Introduction: Real-time data streaming has become essential for modern data architectures, enabling immediate insights and actions on data as it arrives. This comprehensive guide explores production streaming patterns using Apache Kafka and Python, covering producer/consumer design, stream processing with Flink, exactly-once semantics, and operational best practices. After building streaming platforms processing billions of events daily, I’ve learned that success depends on understanding delivery guarantees, designing for failure recovery, and implementing proper monitoring. Organizations should adopt streaming incrementally, starting with simple event pipelines before progressing to complex stream processing topologies.
Kafka Architecture for Data Engineers
Apache Kafka provides the foundation for most real-time data architectures, offering durable, scalable message streaming with strong ordering guarantees. Understanding Kafka’s architecture—brokers, topics, partitions, and consumer groups—is essential for designing effective streaming systems. Each architectural decision impacts throughput, latency, and fault tolerance.

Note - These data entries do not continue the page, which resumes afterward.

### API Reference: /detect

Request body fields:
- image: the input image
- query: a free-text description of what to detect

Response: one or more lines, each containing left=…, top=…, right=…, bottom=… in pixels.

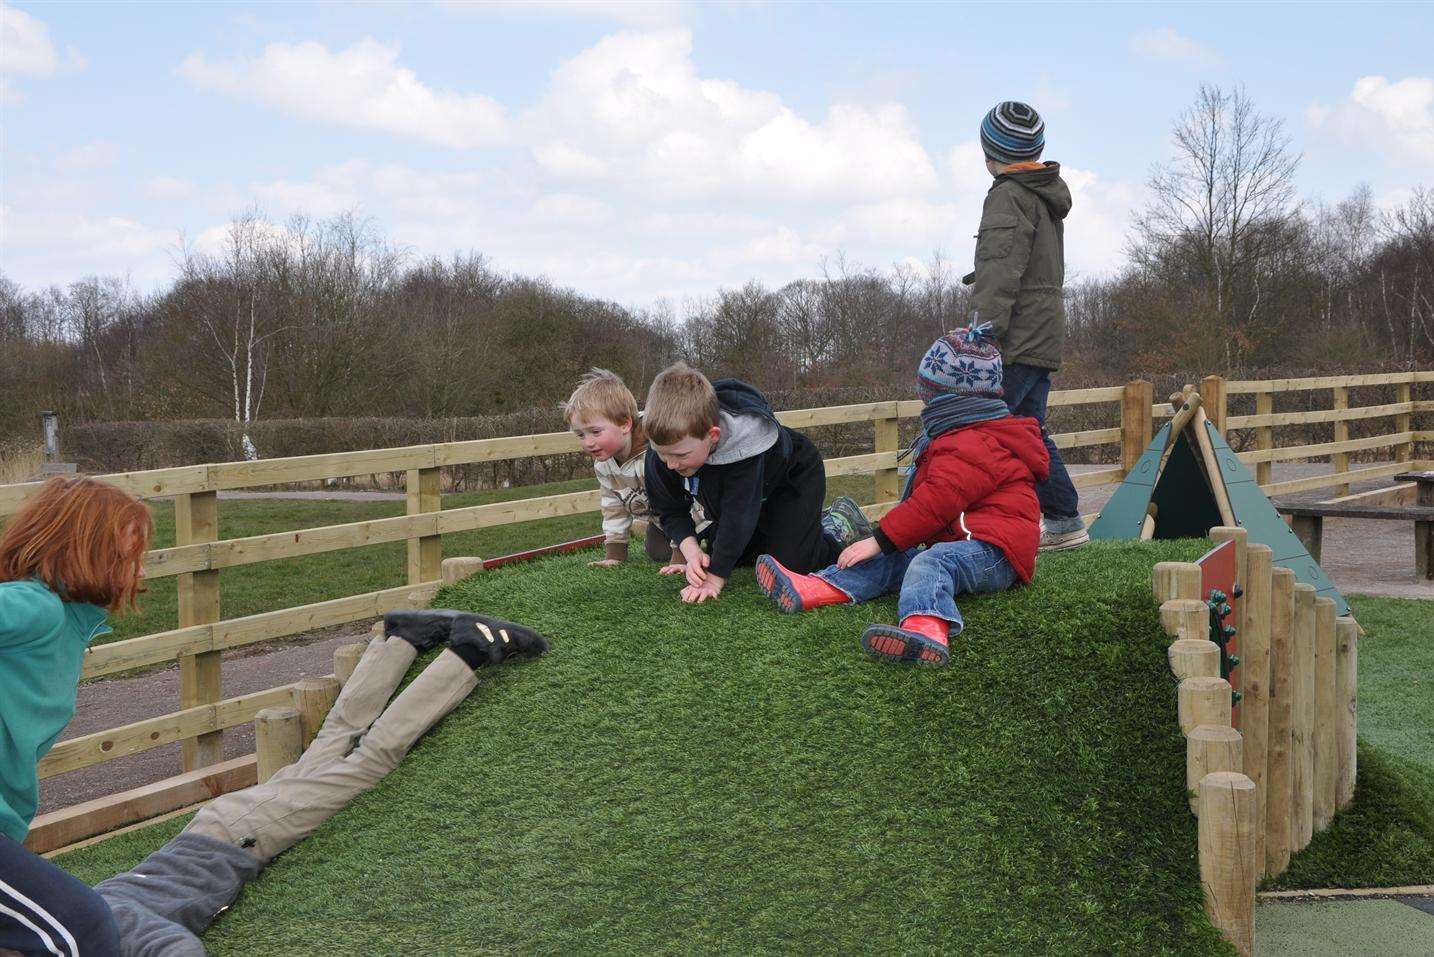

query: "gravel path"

left=40, top=461, right=1429, bottom=820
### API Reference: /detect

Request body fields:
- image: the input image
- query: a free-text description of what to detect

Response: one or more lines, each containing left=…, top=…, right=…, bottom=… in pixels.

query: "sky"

left=2, top=0, right=1432, bottom=309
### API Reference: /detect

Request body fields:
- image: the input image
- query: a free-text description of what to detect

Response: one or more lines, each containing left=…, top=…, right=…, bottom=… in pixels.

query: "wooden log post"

left=1154, top=562, right=1203, bottom=604
left=1121, top=379, right=1155, bottom=475
left=1161, top=599, right=1208, bottom=641
left=1200, top=374, right=1228, bottom=435
left=1240, top=544, right=1273, bottom=876
left=333, top=642, right=367, bottom=685
left=1265, top=567, right=1296, bottom=876
left=1335, top=617, right=1359, bottom=809
left=1396, top=380, right=1413, bottom=463
left=1188, top=725, right=1244, bottom=814
left=1255, top=390, right=1274, bottom=487
left=1313, top=597, right=1339, bottom=831
left=1179, top=677, right=1233, bottom=736
left=254, top=706, right=303, bottom=783
left=176, top=490, right=223, bottom=771
left=291, top=676, right=342, bottom=750
left=406, top=466, right=442, bottom=586
left=441, top=556, right=486, bottom=585
left=1332, top=385, right=1351, bottom=496
left=1292, top=583, right=1317, bottom=851
left=1199, top=771, right=1258, bottom=957
left=874, top=412, right=900, bottom=503
left=1169, top=639, right=1222, bottom=680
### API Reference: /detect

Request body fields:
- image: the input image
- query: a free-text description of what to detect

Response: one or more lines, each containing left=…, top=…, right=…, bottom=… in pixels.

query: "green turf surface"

left=61, top=539, right=1241, bottom=955
left=1262, top=595, right=1434, bottom=892
left=98, top=475, right=879, bottom=646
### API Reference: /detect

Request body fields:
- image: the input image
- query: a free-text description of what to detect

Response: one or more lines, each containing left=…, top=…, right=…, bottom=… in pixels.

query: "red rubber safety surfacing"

left=1197, top=538, right=1240, bottom=728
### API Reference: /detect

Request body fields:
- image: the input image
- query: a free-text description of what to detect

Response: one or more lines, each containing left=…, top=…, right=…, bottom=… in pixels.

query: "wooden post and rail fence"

left=3, top=370, right=1429, bottom=860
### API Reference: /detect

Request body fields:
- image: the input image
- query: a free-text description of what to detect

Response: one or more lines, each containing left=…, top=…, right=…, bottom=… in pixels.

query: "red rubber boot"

left=860, top=614, right=950, bottom=667
left=755, top=555, right=850, bottom=613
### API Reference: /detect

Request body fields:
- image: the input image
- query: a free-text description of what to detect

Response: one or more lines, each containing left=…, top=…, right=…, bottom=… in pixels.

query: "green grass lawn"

left=62, top=540, right=1241, bottom=956
left=105, top=475, right=878, bottom=645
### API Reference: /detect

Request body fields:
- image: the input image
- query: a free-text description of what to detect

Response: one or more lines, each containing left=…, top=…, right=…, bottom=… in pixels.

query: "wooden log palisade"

left=1155, top=534, right=1362, bottom=956
left=8, top=371, right=1424, bottom=858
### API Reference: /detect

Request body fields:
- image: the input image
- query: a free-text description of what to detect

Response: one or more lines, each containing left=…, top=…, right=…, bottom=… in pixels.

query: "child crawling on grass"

left=756, top=324, right=1049, bottom=666
left=643, top=362, right=871, bottom=604
left=564, top=368, right=687, bottom=570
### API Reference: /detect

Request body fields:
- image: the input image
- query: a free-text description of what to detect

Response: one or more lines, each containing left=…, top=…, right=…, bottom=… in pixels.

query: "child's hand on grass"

left=680, top=573, right=725, bottom=603
left=658, top=563, right=686, bottom=575
left=837, top=536, right=881, bottom=569
left=683, top=552, right=710, bottom=588
left=588, top=559, right=622, bottom=568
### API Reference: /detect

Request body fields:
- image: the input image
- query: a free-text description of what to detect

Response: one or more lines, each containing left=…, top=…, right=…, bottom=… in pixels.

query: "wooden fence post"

left=874, top=408, right=900, bottom=503
left=1255, top=390, right=1274, bottom=487
left=1179, top=677, right=1233, bottom=735
left=255, top=706, right=303, bottom=783
left=1335, top=617, right=1359, bottom=809
left=1332, top=386, right=1350, bottom=496
left=1161, top=599, right=1208, bottom=641
left=1292, top=583, right=1317, bottom=851
left=176, top=490, right=223, bottom=771
left=333, top=642, right=367, bottom=685
left=1154, top=562, right=1203, bottom=604
left=1313, top=597, right=1339, bottom=832
left=1241, top=544, right=1272, bottom=875
left=1200, top=375, right=1228, bottom=435
left=1169, top=639, right=1222, bottom=680
left=1121, top=380, right=1154, bottom=475
left=1199, top=772, right=1257, bottom=957
left=1188, top=725, right=1243, bottom=814
left=407, top=466, right=442, bottom=586
left=291, top=676, right=342, bottom=749
left=1396, top=379, right=1413, bottom=463
left=1265, top=567, right=1295, bottom=876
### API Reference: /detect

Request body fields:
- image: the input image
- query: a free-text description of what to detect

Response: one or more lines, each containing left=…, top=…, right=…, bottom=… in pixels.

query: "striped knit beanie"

left=916, top=322, right=1003, bottom=404
left=980, top=101, right=1045, bottom=166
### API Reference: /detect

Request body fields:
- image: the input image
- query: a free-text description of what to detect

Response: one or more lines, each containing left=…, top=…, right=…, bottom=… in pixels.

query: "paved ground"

left=1256, top=896, right=1434, bottom=955
left=40, top=461, right=1429, bottom=819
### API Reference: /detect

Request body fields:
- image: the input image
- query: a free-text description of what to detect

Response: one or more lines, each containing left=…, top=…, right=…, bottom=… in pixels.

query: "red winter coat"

left=874, top=416, right=1050, bottom=582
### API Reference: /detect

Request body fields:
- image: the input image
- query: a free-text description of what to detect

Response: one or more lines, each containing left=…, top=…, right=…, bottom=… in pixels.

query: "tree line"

left=3, top=85, right=1430, bottom=452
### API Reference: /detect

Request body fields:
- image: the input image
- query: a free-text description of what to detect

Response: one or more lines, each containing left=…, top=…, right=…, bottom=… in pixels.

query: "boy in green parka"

left=967, top=100, right=1085, bottom=550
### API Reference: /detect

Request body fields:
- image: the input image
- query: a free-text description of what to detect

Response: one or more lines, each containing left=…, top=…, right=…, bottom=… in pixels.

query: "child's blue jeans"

left=814, top=539, right=1017, bottom=636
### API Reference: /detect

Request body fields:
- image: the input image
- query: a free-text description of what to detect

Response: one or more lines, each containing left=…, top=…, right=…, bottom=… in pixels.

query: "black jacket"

left=645, top=380, right=797, bottom=579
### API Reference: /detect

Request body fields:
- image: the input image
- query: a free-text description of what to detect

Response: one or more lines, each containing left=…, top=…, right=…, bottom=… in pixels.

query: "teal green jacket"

left=0, top=579, right=110, bottom=842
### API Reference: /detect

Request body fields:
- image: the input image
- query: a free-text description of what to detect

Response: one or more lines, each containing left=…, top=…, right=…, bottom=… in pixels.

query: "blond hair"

left=564, top=369, right=644, bottom=449
left=645, top=362, right=720, bottom=445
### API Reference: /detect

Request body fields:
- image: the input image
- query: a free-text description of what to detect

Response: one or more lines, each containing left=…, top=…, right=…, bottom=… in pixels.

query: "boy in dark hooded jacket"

left=756, top=325, right=1049, bottom=667
left=969, top=100, right=1085, bottom=551
left=645, top=362, right=860, bottom=604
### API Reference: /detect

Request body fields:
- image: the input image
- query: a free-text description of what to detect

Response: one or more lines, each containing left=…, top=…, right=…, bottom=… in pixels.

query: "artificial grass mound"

left=63, top=540, right=1245, bottom=955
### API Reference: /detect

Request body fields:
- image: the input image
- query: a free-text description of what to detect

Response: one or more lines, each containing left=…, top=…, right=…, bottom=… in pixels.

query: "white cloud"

left=1130, top=27, right=1221, bottom=69
left=0, top=1, right=84, bottom=76
left=1307, top=75, right=1434, bottom=164
left=145, top=176, right=197, bottom=200
left=436, top=0, right=692, bottom=27
left=1060, top=165, right=1139, bottom=279
left=0, top=205, right=174, bottom=286
left=176, top=38, right=508, bottom=149
left=526, top=30, right=938, bottom=203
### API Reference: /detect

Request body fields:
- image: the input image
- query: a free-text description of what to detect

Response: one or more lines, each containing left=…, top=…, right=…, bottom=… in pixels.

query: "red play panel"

left=1197, top=538, right=1240, bottom=727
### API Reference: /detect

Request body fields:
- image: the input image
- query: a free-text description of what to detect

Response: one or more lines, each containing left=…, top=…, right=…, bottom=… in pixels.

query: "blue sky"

left=2, top=0, right=1431, bottom=307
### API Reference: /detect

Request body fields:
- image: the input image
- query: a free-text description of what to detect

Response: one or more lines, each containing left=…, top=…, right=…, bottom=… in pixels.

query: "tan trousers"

left=183, top=637, right=477, bottom=864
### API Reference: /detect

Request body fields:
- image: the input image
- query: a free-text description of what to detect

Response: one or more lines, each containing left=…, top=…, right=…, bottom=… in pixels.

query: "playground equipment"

left=1091, top=391, right=1348, bottom=616
left=1155, top=527, right=1358, bottom=957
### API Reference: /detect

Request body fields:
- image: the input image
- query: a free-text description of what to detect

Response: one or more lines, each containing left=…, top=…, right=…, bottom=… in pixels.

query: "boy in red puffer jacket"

left=756, top=322, right=1049, bottom=666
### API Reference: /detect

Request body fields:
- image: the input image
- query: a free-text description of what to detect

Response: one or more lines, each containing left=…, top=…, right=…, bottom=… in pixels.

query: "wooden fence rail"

left=10, top=370, right=1429, bottom=855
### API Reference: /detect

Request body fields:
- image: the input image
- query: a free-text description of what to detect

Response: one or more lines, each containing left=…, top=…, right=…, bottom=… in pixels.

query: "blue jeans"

left=1, top=833, right=120, bottom=957
left=1002, top=363, right=1080, bottom=525
left=815, top=539, right=1018, bottom=636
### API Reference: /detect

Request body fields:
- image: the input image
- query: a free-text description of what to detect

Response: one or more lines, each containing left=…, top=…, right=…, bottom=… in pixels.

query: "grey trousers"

left=92, top=639, right=477, bottom=956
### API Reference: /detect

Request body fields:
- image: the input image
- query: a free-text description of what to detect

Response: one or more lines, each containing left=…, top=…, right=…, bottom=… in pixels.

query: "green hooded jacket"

left=969, top=161, right=1072, bottom=370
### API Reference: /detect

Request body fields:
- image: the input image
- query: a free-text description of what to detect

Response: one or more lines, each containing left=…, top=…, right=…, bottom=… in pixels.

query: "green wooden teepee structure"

left=1089, top=395, right=1347, bottom=615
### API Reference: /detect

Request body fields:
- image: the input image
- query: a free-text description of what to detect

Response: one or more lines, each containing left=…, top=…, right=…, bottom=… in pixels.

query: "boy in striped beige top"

left=565, top=369, right=685, bottom=570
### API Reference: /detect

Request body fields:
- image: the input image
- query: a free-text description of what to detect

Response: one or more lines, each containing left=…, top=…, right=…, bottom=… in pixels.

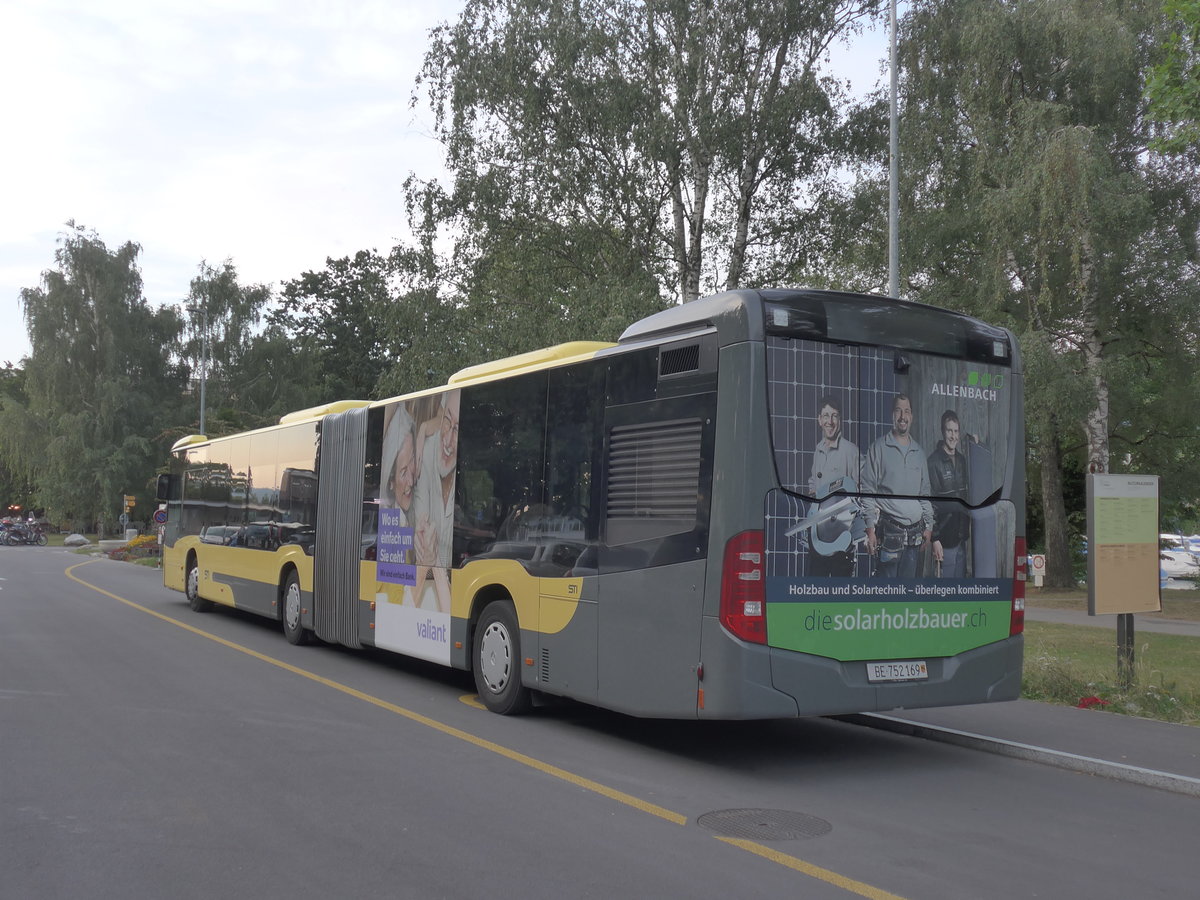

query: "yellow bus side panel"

left=449, top=559, right=584, bottom=635
left=162, top=536, right=313, bottom=609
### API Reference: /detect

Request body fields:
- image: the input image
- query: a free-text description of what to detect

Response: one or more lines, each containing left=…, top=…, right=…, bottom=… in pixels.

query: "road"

left=2, top=547, right=1197, bottom=899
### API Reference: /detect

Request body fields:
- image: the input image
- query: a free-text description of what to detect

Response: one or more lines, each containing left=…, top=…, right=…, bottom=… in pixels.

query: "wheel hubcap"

left=285, top=583, right=301, bottom=630
left=479, top=621, right=511, bottom=694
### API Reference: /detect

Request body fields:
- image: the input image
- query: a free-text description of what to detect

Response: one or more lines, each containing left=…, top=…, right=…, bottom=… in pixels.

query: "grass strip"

left=1023, top=621, right=1200, bottom=725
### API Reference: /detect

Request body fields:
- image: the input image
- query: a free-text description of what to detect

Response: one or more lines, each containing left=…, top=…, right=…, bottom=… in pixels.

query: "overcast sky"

left=0, top=0, right=893, bottom=368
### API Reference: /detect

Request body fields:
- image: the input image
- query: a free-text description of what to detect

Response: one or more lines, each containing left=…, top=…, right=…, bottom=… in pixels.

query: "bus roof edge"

left=170, top=434, right=208, bottom=452
left=278, top=400, right=372, bottom=425
left=448, top=341, right=616, bottom=386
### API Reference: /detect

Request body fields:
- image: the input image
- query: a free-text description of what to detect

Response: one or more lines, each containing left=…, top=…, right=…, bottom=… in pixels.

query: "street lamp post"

left=888, top=0, right=900, bottom=299
left=198, top=308, right=208, bottom=435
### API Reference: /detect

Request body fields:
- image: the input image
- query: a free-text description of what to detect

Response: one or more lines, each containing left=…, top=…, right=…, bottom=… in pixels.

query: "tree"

left=180, top=260, right=273, bottom=433
left=0, top=364, right=36, bottom=514
left=0, top=224, right=184, bottom=532
left=887, top=0, right=1200, bottom=585
left=272, top=250, right=399, bottom=401
left=414, top=0, right=880, bottom=312
left=1147, top=0, right=1200, bottom=153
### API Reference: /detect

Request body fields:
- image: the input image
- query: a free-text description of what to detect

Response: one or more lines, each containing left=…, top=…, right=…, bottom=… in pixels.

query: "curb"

left=835, top=712, right=1200, bottom=798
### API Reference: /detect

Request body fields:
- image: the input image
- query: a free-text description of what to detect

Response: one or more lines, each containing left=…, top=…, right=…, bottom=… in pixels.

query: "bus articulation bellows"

left=158, top=289, right=1024, bottom=718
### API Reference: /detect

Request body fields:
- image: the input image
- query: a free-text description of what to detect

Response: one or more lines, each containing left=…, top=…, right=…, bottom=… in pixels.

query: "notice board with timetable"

left=1087, top=474, right=1162, bottom=615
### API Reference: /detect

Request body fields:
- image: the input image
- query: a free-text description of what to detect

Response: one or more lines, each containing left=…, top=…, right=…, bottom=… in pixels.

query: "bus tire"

left=186, top=559, right=214, bottom=613
left=472, top=600, right=531, bottom=715
left=281, top=571, right=310, bottom=646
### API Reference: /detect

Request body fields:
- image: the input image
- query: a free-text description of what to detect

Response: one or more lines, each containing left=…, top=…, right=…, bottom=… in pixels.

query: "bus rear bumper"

left=699, top=617, right=1022, bottom=718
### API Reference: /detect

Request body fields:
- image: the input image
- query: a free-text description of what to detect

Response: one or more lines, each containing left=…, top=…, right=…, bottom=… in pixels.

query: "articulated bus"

left=158, top=289, right=1024, bottom=718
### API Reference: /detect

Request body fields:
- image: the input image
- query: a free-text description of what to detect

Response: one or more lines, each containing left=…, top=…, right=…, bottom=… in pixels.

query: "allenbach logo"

left=930, top=370, right=1004, bottom=403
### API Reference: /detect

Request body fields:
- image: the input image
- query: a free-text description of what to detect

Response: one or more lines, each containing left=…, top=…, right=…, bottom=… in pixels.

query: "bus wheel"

left=186, top=560, right=214, bottom=613
left=281, top=571, right=310, bottom=646
left=473, top=601, right=531, bottom=715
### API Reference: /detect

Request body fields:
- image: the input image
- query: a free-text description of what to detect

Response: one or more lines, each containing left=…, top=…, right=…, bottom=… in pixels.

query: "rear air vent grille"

left=660, top=344, right=701, bottom=376
left=606, top=418, right=702, bottom=545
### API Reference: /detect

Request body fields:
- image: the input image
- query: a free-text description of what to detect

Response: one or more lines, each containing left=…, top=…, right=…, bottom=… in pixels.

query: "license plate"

left=866, top=660, right=928, bottom=682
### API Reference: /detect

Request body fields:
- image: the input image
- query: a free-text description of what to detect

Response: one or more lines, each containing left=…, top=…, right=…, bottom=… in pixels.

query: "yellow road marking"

left=67, top=559, right=908, bottom=899
left=65, top=560, right=684, bottom=825
left=716, top=838, right=907, bottom=900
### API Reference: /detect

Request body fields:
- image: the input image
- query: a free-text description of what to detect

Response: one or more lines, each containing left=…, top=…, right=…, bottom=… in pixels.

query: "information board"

left=1087, top=474, right=1162, bottom=615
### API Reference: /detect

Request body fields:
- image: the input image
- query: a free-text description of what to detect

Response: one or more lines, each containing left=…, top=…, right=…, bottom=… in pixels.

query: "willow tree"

left=892, top=0, right=1200, bottom=584
left=1, top=224, right=184, bottom=531
left=413, top=0, right=879, bottom=316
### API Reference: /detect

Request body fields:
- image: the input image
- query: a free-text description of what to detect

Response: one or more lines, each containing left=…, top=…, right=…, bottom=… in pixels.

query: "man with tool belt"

left=862, top=394, right=933, bottom=578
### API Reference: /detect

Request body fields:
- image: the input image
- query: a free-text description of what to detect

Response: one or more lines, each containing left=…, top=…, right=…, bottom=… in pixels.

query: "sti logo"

left=967, top=371, right=1005, bottom=390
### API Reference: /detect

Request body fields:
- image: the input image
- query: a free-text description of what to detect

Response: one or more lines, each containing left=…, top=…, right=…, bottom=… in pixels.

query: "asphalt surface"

left=22, top=549, right=1200, bottom=800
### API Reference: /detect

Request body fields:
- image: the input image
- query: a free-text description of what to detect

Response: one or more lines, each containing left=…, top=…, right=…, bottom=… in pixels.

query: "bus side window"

left=456, top=371, right=549, bottom=566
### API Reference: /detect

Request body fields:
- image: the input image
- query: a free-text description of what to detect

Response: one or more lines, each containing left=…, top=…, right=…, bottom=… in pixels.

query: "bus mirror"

left=155, top=474, right=174, bottom=502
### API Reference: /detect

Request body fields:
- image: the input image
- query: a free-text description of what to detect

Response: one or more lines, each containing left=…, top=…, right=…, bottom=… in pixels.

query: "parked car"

left=199, top=525, right=239, bottom=545
left=1159, top=534, right=1200, bottom=579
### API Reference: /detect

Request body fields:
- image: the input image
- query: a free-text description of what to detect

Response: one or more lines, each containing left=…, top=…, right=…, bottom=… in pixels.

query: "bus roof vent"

left=660, top=344, right=700, bottom=377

Partitioning strategy determines parallelism and ordering guarantees. Messages with the same key route to the same partition, ensuring ordering for related events. Choose partition keys carefully—user IDs for user-centric applications, device IDs for IoT, or transaction IDs for financial systems. Over-partitioning wastes resources; under-partitioning limits throughput. Start with partition counts that match expected consumer parallelism.
Replication provides fault tolerance by maintaining copies of partitions across brokers. Configure replication factor based on durability requirements—typically 3 for production workloads. Understand the trade-off between acks settings and latency: acks=all provides strongest durability but highest latency; acks=1 offers lower latency with some durability risk.
Producer and Consumer Patterns
Effective producer design balances throughput, latency, and reliability. Batch messages for higher throughput using linger.ms and batch.size settings. Enable compression (lz4 or zstd) to reduce network bandwidth and storage. Implement idempotent producers to handle retries without duplicates. Use asynchronous sends with callbacks for high-throughput scenarios.
Consumer group design enables parallel processing while maintaining ordering guarantees. Each partition assigns to exactly one consumer within a group, enabling horizontal scaling up to the partition count. Design consumers to handle rebalancing gracefully—save offsets before rebalance, restore state after. Implement proper error handling to prevent poison messages from blocking consumption.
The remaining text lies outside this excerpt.